World's first hat discovered, and it turns out to be Stone Age tea cosy
Hats have been important fashion statements for women for at least 27,000 years, since the Old Stone Age, remarkable new archaeological research has shown.
The plaited head covering on the ritual "Venus" figure, pictured right, from the Palaeolithic period, might be the the world's first known hat. It is typical of a variety of woven clothing that dates back three times longer than has been previously assumed, say three American experts.
Scientists and academics had thought that the hunter-gatherers who pursued mammoths and other giant game across ice-age Europe wore only animal skins.
Weaving with plant fibres was thought to have been developed much later, only with the coming of agriculture and settled civilisation between 10,000 and 5,000 years ago
But Professor Olga Soffer says headgear, belts, skirts and cloth strips, probably made on a type of loom, were available in the Old Stone Age between 25,000 to 27,000 years ago, as were baskets, nets, cords and other items.
Professor Soffer, professor of anthropology at the University of Illinois, says woven garments can be identified on many of the 200 or so "Venus" figurines, carbon-dated to the Stone Age. They are the mysterious clay, stone or ivory models of Stone Age women from across Europe, whose principal point of interest has, up until now, been the exaggerated sexual characteristics they display. Professor Soffer and her colleagues James Adovasio and David Hyland have analysed the Venuses in minute detail and have found depictions of clothing on many of them.
The figurine illustrated, the Venus of Willendorf from Austria, is wearing "a fibre-based woven cap or hat rather than a hairdo posited by [earlier] scholars", they say.
They add: "This complex construction cannot be produced with growing, that is attached, human hair and therefore most certainly does not represent an Upper Pleistocene hairdo or paleo-coiffure."
Their conclusions will be published later this year in the Chicago-based journal Current Anthropology but are reported in this month's edition of British Archaeology.

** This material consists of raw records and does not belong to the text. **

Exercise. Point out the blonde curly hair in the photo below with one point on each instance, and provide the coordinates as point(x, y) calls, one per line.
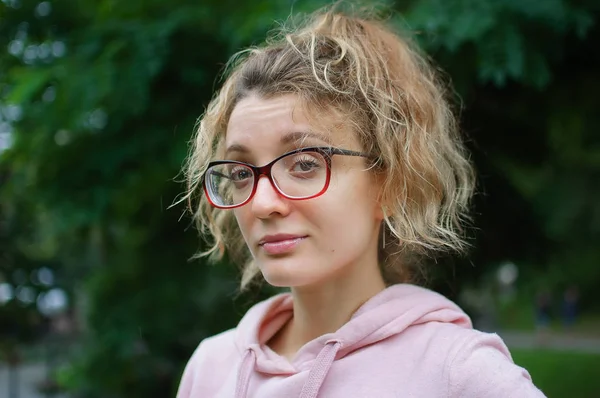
point(359, 65)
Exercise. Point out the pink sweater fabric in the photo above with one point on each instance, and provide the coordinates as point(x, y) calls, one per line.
point(406, 341)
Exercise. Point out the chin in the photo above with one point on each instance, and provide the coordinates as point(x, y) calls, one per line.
point(286, 272)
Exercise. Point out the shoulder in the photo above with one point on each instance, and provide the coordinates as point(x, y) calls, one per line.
point(480, 364)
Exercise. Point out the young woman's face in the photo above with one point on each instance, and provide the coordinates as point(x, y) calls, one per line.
point(303, 242)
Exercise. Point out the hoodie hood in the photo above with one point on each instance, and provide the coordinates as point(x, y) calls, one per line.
point(386, 314)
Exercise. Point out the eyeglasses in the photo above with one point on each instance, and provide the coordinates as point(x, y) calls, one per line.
point(298, 175)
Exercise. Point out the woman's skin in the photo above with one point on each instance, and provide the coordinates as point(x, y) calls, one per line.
point(331, 266)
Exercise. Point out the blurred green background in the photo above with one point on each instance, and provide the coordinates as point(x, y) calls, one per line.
point(99, 98)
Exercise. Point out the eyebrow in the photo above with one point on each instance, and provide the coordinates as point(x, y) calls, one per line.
point(295, 136)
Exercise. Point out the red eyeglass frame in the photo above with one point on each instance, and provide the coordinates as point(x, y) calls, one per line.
point(326, 152)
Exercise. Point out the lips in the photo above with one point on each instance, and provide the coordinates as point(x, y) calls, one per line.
point(279, 238)
point(280, 243)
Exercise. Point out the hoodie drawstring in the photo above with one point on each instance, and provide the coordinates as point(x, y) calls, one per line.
point(241, 388)
point(319, 371)
point(316, 375)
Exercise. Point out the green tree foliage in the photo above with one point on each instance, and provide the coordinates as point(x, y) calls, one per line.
point(103, 96)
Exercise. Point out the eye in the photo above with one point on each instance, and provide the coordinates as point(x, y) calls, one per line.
point(306, 163)
point(240, 173)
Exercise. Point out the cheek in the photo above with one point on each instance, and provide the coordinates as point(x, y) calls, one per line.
point(244, 221)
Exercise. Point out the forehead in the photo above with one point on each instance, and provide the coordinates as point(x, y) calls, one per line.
point(257, 121)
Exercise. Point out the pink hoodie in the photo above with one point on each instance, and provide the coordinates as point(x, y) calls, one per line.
point(404, 342)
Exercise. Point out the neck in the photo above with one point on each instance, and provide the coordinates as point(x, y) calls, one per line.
point(323, 309)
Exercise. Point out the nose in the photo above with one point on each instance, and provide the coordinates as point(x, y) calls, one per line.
point(267, 200)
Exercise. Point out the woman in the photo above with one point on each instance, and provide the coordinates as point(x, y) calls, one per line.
point(331, 164)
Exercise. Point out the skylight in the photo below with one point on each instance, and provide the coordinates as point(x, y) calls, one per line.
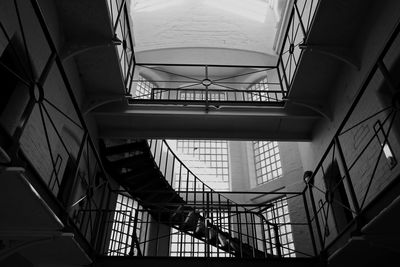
point(248, 25)
point(251, 9)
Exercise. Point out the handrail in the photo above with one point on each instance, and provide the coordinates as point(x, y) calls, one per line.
point(301, 17)
point(356, 205)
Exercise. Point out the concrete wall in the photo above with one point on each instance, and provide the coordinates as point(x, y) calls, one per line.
point(372, 37)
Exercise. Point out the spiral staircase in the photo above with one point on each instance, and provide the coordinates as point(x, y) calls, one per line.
point(134, 167)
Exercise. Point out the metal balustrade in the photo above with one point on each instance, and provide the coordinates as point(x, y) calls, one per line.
point(280, 76)
point(51, 140)
point(58, 156)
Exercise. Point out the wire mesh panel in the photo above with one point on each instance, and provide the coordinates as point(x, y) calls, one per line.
point(267, 160)
point(279, 214)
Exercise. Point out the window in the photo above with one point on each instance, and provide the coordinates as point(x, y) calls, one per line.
point(267, 161)
point(279, 214)
point(262, 92)
point(127, 223)
point(144, 88)
point(208, 159)
point(387, 150)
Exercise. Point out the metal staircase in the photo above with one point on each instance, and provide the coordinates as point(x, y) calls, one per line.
point(138, 167)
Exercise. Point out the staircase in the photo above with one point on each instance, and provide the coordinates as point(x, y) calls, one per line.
point(133, 165)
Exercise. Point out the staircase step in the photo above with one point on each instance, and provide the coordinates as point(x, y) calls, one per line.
point(145, 176)
point(190, 222)
point(128, 147)
point(141, 161)
point(223, 239)
point(200, 229)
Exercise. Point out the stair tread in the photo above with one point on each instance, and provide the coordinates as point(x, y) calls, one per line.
point(124, 148)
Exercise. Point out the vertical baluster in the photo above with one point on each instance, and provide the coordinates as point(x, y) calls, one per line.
point(309, 223)
point(239, 223)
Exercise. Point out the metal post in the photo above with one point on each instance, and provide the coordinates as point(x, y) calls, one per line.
point(350, 186)
point(315, 216)
point(309, 224)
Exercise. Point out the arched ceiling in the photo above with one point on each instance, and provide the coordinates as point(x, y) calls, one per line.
point(176, 30)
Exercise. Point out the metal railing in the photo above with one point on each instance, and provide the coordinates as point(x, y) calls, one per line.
point(217, 95)
point(50, 139)
point(299, 23)
point(359, 166)
point(279, 77)
point(139, 231)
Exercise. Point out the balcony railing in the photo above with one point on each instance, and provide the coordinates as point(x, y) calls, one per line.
point(299, 23)
point(213, 96)
point(52, 141)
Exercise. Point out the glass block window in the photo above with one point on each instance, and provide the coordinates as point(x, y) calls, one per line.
point(143, 88)
point(260, 92)
point(267, 161)
point(184, 245)
point(207, 159)
point(279, 214)
point(128, 221)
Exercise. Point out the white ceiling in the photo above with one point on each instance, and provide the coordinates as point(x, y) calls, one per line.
point(246, 25)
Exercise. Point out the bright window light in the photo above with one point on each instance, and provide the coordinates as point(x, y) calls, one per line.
point(153, 5)
point(251, 9)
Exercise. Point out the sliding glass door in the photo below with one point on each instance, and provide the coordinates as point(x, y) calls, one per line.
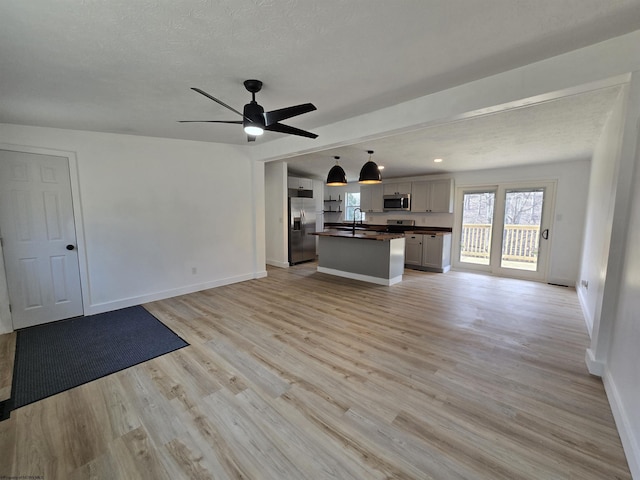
point(504, 229)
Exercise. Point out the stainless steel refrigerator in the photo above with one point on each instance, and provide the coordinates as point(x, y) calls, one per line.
point(302, 221)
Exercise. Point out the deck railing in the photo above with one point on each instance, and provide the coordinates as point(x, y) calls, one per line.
point(520, 242)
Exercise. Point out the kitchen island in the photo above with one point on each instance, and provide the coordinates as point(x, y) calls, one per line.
point(362, 255)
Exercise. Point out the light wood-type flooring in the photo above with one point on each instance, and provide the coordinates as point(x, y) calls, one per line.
point(302, 375)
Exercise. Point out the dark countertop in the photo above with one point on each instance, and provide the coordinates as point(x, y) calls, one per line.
point(360, 234)
point(415, 230)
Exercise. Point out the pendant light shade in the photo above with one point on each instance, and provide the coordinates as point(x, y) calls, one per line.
point(370, 173)
point(336, 177)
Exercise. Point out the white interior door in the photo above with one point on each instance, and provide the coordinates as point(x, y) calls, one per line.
point(38, 237)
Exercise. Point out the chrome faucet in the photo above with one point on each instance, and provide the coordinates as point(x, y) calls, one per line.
point(353, 229)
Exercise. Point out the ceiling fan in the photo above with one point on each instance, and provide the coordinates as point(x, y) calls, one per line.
point(255, 120)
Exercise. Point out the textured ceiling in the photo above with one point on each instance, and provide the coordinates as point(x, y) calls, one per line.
point(561, 130)
point(127, 66)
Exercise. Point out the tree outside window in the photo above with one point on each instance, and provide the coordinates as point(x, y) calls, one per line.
point(353, 202)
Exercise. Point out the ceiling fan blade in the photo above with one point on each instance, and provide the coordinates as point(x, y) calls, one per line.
point(238, 122)
point(279, 127)
point(220, 102)
point(275, 116)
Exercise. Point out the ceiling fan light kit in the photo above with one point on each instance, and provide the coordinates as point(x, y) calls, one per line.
point(336, 177)
point(255, 120)
point(370, 173)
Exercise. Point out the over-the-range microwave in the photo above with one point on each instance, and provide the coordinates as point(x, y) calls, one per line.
point(397, 202)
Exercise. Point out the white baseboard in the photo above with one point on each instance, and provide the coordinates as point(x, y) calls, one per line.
point(276, 263)
point(96, 308)
point(630, 443)
point(358, 276)
point(594, 366)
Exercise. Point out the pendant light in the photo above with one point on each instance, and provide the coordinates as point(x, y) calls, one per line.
point(370, 172)
point(336, 177)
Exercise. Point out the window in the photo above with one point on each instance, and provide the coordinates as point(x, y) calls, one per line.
point(353, 202)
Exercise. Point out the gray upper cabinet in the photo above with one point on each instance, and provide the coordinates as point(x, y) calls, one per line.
point(371, 198)
point(396, 188)
point(432, 196)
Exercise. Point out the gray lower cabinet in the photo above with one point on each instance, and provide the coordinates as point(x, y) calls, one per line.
point(413, 250)
point(428, 252)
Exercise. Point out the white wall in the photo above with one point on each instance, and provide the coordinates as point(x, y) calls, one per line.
point(276, 214)
point(600, 205)
point(622, 376)
point(153, 209)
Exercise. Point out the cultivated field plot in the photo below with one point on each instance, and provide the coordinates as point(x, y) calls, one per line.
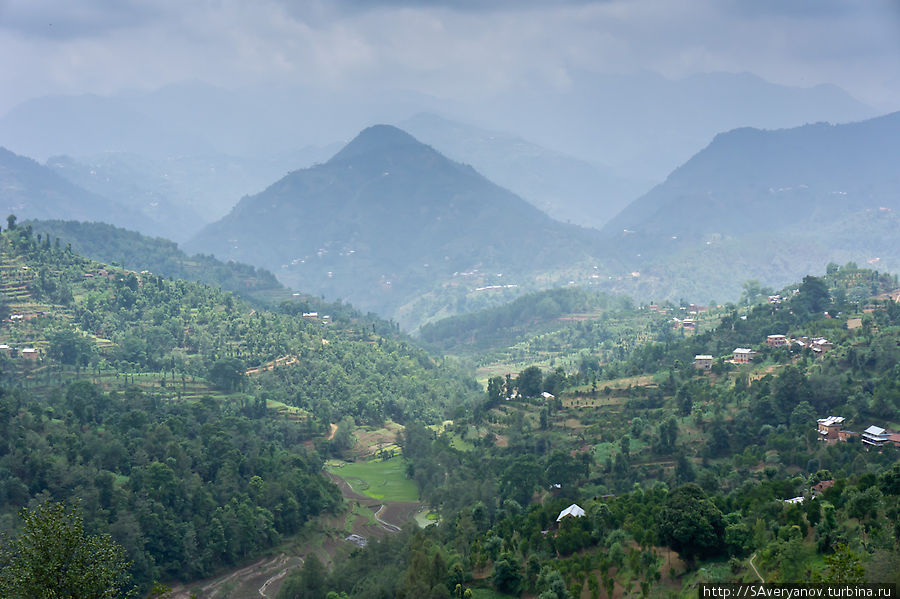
point(379, 480)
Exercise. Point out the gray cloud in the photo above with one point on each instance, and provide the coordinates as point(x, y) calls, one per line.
point(453, 49)
point(51, 19)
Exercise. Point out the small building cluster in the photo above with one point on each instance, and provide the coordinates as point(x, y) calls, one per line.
point(875, 436)
point(743, 355)
point(326, 319)
point(776, 340)
point(26, 353)
point(830, 430)
point(817, 345)
point(573, 511)
point(703, 361)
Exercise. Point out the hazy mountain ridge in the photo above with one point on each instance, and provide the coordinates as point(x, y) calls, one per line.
point(30, 190)
point(567, 188)
point(770, 205)
point(386, 219)
point(807, 170)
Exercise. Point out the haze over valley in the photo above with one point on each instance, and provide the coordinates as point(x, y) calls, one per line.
point(337, 300)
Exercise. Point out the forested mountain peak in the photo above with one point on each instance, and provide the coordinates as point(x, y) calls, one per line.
point(377, 139)
point(385, 221)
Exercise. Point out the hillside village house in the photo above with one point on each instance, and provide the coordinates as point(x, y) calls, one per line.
point(830, 429)
point(573, 511)
point(703, 361)
point(875, 436)
point(743, 355)
point(776, 340)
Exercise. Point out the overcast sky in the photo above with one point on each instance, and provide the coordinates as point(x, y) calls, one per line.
point(453, 49)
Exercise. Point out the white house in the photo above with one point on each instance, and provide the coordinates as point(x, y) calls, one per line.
point(875, 436)
point(573, 511)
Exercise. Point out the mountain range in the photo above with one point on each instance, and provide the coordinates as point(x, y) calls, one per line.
point(30, 190)
point(767, 205)
point(565, 187)
point(388, 219)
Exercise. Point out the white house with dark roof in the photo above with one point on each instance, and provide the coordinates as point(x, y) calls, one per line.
point(573, 511)
point(703, 361)
point(743, 355)
point(875, 436)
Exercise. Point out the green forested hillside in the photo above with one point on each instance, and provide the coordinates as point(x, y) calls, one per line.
point(683, 474)
point(129, 249)
point(174, 412)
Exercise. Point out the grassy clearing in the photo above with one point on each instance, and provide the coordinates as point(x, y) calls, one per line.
point(379, 480)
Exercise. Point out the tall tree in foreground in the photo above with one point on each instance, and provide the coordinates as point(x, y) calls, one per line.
point(52, 557)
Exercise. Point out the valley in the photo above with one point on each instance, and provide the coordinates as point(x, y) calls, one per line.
point(455, 300)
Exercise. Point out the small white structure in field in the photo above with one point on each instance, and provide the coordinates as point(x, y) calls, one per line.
point(573, 511)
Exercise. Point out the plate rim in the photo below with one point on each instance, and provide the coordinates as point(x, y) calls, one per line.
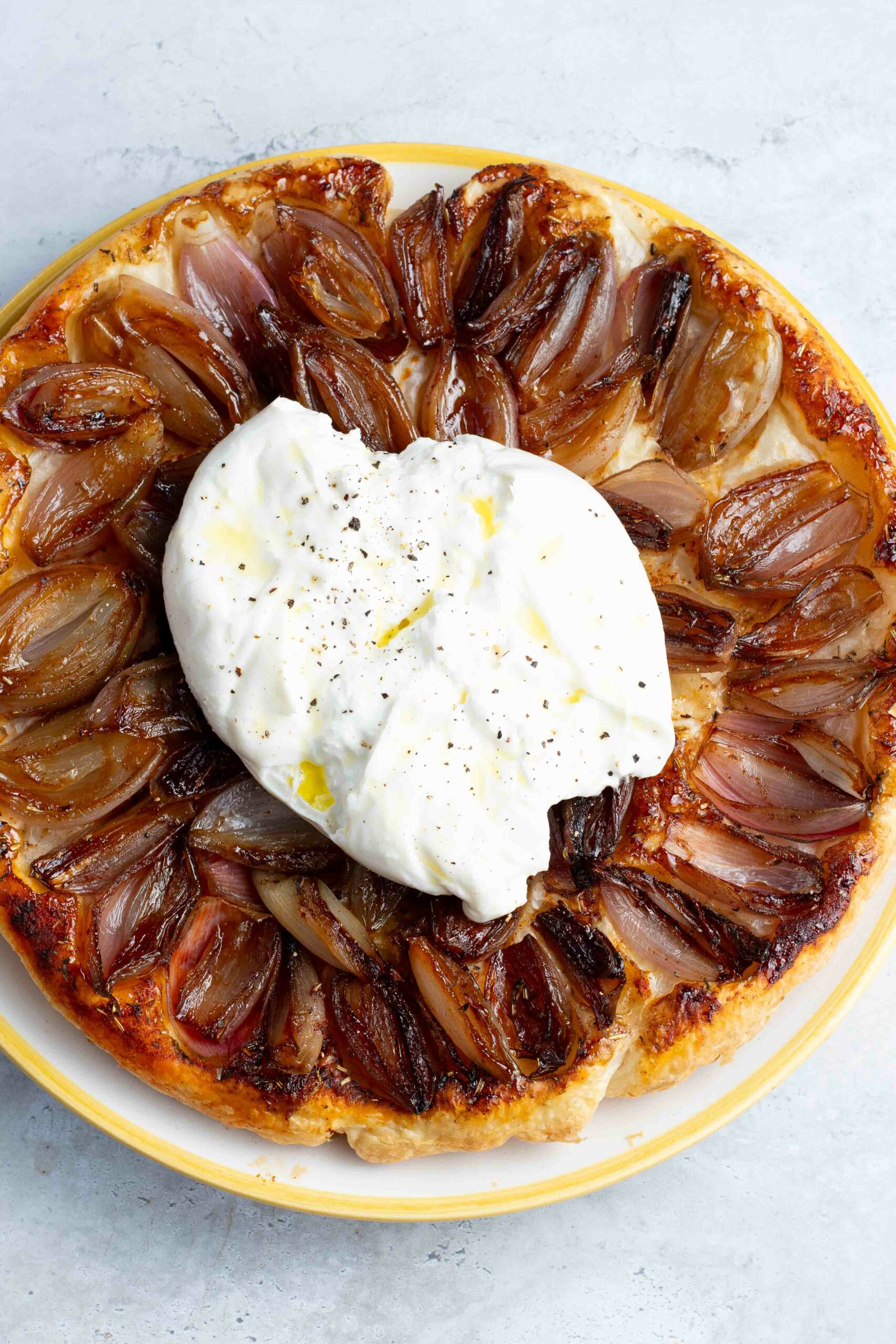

Whether such items as the Venus of Willendorf's cap represent what women wore in everyday life 27,000 years ago is something Professor Soffer and her colleagues can neither confirm nor deny.
"It's possible it had religious significance," she said. "It certainly doesn't look like day-wear or even death-wear. It's possibly ritual wear.
"Whether it was worn for real or not, we don't know. It's like saints having the gold nimbus behind them - they don't walk around like that.
"But we know it was important, because as much energy was spent on depicting clothing on these figurines as on depicting sexual characteristics."